Un message concis mais chargé de sous-entendus : le président camerounais, Paul Biya, s’apprête à regagner Yaoundé. Cette communication officielle, diffusée par son cabinet, succède à une nouvelle période d’absence du chef de l’État hors des frontières nationales. À 91 ans, le plus âgé des dirigeants africains en fonction alimente, à chaque séjour prolongé à l’étranger, des soupçons récurrents sur son état de santé et la pérennité de l’exécutif camerounais.

Le palais d’Etoudi cherche à apaiser les craintes. L’objectif ? Dissiper les rumeurs qui circulent sur les réseaux sociaux et dans certains milieux diplomatiques, où l’hypothèse d’une vacance du pouvoir revient comme un leitmotiv. Les autorités veulent ainsi réaffirmer que le président conserve les rênes du pays, malgré l’éloignement géographique et le mutisme prolongé qui accompagnent ses déplacements privés.

Un système politique centré sur une seule personne

Arrivé au pouvoir en novembre 1982, Paul Biya a instauré un mode de gouvernance marqué par une concentration extrême du pouvoir et une centralisation des décisions autour de sa personne. Ses absences répétées soulèvent dès lors une problématique institutionnelle majeure : comment fonctionne un État lorsque son sommet est physiquement distant ? Les Conseils des ministres se font rares, les prises de parole publiques du président se comptent sur les doigts d’une main chaque année, et les grandes orientations se matérialisent souvent via des décrets signés à distance.
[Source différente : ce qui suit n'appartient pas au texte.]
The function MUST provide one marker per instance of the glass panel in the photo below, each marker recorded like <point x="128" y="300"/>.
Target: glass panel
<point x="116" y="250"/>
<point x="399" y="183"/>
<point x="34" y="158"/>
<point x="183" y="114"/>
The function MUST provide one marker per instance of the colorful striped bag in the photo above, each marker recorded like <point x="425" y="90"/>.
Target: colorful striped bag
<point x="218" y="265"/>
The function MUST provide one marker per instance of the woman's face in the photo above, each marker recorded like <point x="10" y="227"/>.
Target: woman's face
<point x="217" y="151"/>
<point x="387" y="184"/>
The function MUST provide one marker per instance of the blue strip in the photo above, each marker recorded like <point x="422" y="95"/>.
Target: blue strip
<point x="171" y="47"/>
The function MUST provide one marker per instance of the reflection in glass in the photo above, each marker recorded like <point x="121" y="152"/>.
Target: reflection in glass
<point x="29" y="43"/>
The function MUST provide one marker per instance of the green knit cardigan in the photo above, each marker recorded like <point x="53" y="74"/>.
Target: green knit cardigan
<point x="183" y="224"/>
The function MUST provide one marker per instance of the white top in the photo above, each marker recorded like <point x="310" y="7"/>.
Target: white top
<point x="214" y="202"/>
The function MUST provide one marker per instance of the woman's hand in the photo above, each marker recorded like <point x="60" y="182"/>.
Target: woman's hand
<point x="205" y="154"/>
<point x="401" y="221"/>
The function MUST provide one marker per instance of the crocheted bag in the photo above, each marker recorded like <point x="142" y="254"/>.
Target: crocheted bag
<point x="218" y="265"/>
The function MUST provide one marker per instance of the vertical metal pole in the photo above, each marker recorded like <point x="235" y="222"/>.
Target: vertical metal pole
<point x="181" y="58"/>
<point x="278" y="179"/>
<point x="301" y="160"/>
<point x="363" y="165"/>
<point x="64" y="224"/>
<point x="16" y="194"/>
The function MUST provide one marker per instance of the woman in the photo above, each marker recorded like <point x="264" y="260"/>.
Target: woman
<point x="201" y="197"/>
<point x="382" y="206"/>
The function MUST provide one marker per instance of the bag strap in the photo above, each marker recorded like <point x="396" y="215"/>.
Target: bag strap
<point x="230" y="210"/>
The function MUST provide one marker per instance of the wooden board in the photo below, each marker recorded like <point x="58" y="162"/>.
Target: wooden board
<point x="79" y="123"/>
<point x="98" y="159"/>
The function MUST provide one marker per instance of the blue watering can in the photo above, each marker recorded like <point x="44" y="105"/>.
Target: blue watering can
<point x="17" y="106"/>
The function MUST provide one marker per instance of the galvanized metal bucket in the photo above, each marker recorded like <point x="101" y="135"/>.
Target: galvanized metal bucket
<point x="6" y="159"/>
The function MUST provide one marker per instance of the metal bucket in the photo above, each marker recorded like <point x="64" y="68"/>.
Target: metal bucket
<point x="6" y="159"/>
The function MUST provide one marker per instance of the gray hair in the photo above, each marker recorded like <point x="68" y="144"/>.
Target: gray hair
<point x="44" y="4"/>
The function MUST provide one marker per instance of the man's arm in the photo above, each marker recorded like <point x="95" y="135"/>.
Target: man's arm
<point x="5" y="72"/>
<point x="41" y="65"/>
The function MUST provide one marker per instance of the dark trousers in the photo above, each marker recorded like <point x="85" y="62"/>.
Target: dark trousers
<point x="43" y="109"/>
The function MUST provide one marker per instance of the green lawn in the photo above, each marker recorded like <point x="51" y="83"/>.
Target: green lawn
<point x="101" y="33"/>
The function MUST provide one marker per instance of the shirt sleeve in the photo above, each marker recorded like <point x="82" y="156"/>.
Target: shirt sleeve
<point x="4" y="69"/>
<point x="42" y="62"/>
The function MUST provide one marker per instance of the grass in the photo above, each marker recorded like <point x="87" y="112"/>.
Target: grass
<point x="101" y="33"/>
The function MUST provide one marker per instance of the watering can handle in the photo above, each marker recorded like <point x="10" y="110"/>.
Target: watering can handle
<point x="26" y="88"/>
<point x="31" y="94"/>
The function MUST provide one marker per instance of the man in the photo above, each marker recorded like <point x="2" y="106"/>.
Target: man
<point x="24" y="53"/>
Cette gestion intermittente du pouvoir suscite un malaise croissant au sein de l’échiquier politique camerounais. Plusieurs opposants, dont Maurice Kamto, leader du Mouvement pour la renaissance du Cameroun (MRC), ont exigé des éclaircissements sur la capacité réelle du président à assumer ses fonctions. Le Rassemblement démocratique du peuple camerounais (RDPC), parti au pouvoir, répond à ces interrogations par une unité affichée et insiste sur la pleine lucidité et l’activité ininterrompue du chef de l’État.

Un climat préélectoral marqué par l’incertitude

L’annonce du retour prochain de Paul Biya prend une dimension particulière à l’approche de l’élection présidentielle de 2025. Ce scrutin s’annonce déterminant pour l’avenir politique du Cameroun, et la possibilité d’un huitième mandat du président sortant focalise toutes les attentions. Ni le RDPC ni Paul Biya lui-même n’ont, jusqu’à présent, levé le voile sur cette option stratégique, entretenant ainsi un flou qui fige, de fait, la scène politique nationale.

Sur le plan économique, le pays fait face à des défis colossaux. La croissance camerounaise, évaluée à environ 4 % par les institutions financières internationales, reste insuffisante au regard des besoins d’une population jeune et en expansion rapide. La crise anglophone dans les régions du Nord-Ouest et du Sud-Ouest, la menace persistante de Boko Haram dans l’Extrême-Nord et les tensions communautaires dans plusieurs zones du territoire compliquent davantage la tâche d’un gouvernement en quête de réactivité.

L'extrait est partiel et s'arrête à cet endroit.